General characteristics
- Class & type: Snake-class junk
- Tonnage: 80 tons (gross)
- Length: 66 ft (20 m)
- Beam: 17 ft (5.2 m)
- Depth: 7.6 ft (2.3 m)
- Installed power: Gray Marine 64 YTL diesel, single screw, 300 hp (220 kW)
- Speed: 9 knots (17 km/h)
- Range: 500 nautical miles (930 km)
- Capacity: 20 tons of cargo
- Complement: 9
- Armament: Two Oerlikon 20 mm cannon, three or four M2 Browning machine guns or Bren Guns

= HMAS Black Snake =

Snake-class junk of Royal Australian Navy

HMAS Black Snake was a Snake-class junk built for the Royal Australian Navy during the Second World War. She was launched in 1944 and commissioned into the Royal Australian Navy on 30 December 1944. She was used by the Services Reconnaissance Department (SRD) and was paid off on 3 November 1945, before being handed over to the British Civil Administration in Borneo.

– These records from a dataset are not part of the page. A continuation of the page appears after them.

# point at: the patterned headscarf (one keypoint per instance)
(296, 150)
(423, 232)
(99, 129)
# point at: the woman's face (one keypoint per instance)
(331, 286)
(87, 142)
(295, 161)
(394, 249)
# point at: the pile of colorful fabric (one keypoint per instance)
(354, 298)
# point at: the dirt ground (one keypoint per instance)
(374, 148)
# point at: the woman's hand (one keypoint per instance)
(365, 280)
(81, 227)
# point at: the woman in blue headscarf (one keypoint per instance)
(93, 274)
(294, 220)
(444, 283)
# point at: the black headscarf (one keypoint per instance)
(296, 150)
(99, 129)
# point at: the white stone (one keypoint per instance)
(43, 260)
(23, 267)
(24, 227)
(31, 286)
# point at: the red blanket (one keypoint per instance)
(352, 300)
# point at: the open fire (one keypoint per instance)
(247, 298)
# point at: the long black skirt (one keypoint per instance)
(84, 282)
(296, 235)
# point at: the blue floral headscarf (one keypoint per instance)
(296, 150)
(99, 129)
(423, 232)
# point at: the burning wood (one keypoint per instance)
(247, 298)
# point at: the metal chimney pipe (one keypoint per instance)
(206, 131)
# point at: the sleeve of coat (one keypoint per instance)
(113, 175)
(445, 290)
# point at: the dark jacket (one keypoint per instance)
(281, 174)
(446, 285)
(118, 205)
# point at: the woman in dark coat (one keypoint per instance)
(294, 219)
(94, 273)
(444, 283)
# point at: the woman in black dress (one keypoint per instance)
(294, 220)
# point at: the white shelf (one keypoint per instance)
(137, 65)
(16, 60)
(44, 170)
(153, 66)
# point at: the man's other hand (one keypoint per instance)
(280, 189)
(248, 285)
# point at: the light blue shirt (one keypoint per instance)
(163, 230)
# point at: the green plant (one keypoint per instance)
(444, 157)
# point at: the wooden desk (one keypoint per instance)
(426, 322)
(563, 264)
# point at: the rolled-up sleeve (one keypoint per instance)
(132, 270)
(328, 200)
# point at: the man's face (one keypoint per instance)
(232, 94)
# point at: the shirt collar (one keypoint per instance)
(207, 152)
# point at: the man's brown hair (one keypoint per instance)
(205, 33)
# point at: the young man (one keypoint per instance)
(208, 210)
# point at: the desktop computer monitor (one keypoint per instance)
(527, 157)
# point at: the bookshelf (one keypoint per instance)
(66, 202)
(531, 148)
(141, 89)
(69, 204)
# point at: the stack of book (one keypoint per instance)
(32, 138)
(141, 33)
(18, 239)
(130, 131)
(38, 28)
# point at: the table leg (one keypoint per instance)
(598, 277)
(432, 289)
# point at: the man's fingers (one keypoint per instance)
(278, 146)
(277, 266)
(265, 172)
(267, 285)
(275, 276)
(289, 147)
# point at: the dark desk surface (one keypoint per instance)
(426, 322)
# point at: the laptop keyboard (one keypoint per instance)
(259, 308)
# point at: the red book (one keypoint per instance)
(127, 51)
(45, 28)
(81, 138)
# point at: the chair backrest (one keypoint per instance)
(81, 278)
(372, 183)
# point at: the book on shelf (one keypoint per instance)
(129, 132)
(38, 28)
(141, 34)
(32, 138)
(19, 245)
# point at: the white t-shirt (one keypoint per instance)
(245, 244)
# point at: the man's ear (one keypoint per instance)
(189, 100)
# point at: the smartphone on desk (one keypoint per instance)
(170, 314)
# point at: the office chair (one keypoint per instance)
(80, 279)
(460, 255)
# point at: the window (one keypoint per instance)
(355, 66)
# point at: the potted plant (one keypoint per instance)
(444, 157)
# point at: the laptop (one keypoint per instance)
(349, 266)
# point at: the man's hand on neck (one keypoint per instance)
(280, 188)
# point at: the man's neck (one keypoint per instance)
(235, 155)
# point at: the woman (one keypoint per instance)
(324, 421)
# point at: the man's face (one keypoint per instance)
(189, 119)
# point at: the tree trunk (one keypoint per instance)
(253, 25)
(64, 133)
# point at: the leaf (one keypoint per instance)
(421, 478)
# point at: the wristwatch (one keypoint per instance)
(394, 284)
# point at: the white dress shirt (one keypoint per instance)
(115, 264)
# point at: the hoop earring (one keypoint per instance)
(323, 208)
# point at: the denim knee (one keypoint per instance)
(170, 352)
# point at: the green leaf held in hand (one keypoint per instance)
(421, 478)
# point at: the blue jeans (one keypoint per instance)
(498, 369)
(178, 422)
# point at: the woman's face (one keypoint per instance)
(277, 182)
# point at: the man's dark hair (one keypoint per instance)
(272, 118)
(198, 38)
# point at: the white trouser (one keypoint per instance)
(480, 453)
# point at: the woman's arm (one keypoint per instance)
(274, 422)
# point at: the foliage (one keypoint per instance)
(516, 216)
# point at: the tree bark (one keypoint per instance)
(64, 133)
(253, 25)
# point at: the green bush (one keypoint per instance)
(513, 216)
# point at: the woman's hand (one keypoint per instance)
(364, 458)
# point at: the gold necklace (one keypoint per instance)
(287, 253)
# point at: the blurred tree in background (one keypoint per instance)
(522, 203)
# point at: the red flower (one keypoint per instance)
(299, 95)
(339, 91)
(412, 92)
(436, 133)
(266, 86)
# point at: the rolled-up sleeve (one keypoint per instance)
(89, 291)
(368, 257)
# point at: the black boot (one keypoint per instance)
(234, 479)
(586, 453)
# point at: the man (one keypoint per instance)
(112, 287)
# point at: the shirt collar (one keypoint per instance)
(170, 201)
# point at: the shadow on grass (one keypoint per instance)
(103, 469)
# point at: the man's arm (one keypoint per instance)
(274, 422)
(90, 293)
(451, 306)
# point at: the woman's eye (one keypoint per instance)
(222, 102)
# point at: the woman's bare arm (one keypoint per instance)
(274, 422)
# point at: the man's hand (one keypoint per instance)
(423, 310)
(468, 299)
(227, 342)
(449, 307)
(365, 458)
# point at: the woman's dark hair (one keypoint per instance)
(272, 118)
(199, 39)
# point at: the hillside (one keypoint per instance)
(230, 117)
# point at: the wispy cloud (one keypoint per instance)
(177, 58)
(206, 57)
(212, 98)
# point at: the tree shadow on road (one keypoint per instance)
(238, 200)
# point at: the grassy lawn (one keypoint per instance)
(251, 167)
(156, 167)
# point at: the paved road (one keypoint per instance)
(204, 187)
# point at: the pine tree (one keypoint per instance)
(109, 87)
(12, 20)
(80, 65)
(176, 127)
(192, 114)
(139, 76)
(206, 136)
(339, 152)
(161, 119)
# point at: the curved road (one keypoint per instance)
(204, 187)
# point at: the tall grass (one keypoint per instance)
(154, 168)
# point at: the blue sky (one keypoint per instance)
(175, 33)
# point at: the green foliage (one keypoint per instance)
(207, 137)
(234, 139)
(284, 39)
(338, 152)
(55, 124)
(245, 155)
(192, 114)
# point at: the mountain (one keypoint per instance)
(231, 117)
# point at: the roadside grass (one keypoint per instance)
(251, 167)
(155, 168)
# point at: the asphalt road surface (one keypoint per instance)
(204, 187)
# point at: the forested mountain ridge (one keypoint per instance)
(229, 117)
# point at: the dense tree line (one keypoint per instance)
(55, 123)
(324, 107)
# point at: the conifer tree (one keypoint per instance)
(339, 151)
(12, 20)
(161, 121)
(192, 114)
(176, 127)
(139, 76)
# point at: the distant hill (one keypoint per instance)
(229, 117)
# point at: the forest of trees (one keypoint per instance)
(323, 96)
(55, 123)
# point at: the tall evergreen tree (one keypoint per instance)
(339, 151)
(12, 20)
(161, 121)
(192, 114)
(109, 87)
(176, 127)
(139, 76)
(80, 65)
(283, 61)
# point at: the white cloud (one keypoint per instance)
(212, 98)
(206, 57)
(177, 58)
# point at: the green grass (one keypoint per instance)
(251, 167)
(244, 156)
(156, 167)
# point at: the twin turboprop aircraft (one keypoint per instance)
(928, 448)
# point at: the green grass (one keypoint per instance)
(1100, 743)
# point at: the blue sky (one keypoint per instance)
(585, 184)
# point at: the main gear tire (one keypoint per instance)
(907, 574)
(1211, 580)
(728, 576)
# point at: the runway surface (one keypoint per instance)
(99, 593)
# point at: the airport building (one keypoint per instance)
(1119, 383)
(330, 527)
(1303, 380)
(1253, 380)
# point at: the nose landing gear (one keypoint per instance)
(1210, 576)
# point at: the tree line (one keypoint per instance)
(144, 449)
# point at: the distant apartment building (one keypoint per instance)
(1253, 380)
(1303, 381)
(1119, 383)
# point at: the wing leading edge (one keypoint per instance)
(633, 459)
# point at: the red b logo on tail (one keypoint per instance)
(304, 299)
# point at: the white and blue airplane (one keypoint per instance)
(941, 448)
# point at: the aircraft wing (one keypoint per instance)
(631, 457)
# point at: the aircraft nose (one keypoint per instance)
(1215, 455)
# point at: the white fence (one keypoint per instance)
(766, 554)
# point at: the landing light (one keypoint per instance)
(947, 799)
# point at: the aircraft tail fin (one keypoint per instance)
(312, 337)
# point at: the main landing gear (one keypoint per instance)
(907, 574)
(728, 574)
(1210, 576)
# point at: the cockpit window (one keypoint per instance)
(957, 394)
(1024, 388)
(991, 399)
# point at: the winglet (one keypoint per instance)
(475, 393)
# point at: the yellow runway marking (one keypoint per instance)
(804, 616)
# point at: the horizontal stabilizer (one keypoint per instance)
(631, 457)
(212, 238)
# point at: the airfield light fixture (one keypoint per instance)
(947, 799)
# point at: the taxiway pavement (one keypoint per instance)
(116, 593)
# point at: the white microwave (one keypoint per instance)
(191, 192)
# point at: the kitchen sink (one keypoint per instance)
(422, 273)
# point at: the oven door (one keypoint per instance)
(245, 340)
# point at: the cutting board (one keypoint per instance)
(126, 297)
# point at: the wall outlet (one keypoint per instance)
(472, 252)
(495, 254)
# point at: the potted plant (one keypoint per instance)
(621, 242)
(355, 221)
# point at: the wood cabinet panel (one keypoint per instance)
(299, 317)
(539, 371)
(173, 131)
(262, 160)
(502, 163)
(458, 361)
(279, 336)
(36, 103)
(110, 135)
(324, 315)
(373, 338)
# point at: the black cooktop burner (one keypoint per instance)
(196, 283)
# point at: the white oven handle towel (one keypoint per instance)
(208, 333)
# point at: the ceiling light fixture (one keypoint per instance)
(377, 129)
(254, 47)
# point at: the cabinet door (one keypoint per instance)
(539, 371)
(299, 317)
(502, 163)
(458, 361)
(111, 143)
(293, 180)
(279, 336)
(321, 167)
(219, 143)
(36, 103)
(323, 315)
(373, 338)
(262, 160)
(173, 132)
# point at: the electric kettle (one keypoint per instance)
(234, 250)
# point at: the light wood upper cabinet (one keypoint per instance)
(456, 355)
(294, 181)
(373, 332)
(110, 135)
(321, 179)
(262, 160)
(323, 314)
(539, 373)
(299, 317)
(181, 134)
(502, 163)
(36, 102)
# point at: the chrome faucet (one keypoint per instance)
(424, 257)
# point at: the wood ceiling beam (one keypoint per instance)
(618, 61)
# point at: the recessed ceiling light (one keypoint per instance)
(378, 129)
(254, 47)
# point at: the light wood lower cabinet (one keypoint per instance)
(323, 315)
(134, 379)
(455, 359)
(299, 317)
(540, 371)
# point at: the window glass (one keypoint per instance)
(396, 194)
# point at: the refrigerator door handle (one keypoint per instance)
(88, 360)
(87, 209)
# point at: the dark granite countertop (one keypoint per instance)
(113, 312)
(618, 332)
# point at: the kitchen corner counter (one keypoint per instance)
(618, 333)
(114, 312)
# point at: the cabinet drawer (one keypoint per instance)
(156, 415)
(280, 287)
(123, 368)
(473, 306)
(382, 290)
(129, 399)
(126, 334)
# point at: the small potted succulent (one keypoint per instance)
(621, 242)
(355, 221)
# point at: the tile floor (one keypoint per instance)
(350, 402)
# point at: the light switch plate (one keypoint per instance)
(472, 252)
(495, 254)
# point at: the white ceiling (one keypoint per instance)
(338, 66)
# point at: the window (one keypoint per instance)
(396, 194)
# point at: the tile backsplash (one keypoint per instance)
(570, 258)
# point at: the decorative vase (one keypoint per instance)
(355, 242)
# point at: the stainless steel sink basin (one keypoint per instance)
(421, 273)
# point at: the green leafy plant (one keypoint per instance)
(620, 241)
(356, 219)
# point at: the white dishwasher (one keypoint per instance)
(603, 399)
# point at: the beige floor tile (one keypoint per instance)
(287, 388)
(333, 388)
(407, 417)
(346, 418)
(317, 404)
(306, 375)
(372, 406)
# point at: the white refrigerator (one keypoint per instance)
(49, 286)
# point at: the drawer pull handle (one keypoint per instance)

On 26 April 1945 Black Snake, commanded by Sub-Lieutenant John Key, deployed a party of nine SRD operatives, called Giraffe 3, in the Celebes area. They anchored off the west coast of Maloe Island. Using Hoehn military folboats (collapsible kayak) a party of four, including Key, landed at Pasirpoeth to repair native boats. Some then sailed on to nearby Tifore Island to give assistance and medical attention to natives there. On 30 April 1945, Black Snake returned to Morotai.

On 16 May 1945, a party of SRD operatives, codenamed Swift, went to Loloda Island in the Celebes via Blacksnake and used a folboat to go ashore and gather general intelligence.